第25話 椅子に座れない男④

 七色に聞かれて、慎一は思い出した随分前のことを話し始める。


 その前に、いつの間にか両手でぎゅうっと力を入れて握っていたマグカップを何度か口に運んで、一度息を吐いた。それから話は始まった。始まってみると、それは止まることなくしばらくの間続いた。七色はしばらく黙って聴き続けていた。


 それは慎一が中学生の時のことだった。

 校庭の端っこに誰も座らないベンチというのがあって、慎一はそこによく座っていた。朝早くに、昼休み時間に、終業後に、しばらくの間そこに居て、用意していた本を一人で読んでいたそうだ。
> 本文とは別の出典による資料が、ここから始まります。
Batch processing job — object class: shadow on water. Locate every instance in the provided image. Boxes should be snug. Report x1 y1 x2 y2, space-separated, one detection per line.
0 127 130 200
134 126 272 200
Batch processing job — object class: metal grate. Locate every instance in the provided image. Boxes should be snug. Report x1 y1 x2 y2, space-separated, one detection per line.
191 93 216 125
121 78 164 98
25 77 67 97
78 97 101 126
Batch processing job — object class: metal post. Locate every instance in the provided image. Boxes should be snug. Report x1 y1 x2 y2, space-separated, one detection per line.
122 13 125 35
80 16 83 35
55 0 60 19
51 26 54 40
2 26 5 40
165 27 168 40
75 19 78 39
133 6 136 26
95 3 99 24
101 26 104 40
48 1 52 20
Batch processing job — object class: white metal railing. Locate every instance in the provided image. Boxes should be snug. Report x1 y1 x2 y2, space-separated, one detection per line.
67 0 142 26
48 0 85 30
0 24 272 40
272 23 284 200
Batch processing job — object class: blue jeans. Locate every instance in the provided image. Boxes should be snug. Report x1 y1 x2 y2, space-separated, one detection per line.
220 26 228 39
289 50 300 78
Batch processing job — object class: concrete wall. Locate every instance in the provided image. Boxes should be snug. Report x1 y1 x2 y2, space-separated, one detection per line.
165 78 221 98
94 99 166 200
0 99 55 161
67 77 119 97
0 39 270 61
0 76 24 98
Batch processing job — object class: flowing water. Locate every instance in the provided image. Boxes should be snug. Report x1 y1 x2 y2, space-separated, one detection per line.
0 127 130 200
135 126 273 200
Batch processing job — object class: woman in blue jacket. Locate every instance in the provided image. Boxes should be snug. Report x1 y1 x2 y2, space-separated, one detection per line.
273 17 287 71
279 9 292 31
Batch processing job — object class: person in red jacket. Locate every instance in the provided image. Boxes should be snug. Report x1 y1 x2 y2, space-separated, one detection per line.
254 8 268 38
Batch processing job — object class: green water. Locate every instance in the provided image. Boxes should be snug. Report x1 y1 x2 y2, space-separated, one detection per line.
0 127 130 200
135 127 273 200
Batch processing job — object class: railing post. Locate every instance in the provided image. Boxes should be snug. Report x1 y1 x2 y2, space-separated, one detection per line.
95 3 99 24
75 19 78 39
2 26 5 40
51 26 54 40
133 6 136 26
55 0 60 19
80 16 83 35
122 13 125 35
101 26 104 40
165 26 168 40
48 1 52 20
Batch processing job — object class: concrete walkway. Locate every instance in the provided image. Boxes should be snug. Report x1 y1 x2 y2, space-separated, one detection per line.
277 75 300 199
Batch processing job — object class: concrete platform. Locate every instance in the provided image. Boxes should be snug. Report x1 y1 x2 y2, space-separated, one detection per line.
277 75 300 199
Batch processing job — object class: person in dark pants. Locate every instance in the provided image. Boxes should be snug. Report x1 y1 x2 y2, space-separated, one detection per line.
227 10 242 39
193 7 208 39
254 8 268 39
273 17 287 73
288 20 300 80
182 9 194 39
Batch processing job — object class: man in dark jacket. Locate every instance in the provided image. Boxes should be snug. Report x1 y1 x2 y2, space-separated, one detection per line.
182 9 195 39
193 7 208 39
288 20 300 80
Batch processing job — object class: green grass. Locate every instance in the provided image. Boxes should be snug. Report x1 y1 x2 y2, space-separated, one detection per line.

 ある時、そんな慎一の姿が、運動部の人たちの視野に入ったらしい。何しろ運動をするわけでは無く、運動部が校庭を広々と走り回っている中で、一人でじっと校庭の端っこの方に座っているのだ。それまで気が付かなかったが、気が付いて見ると、何しているのか気になる、ということだったのだろう。

 校庭のその端っこの方に一つのベンチが置かれていた。運動部の人たちからは距離があって、そこは誰も使わないベンチだった。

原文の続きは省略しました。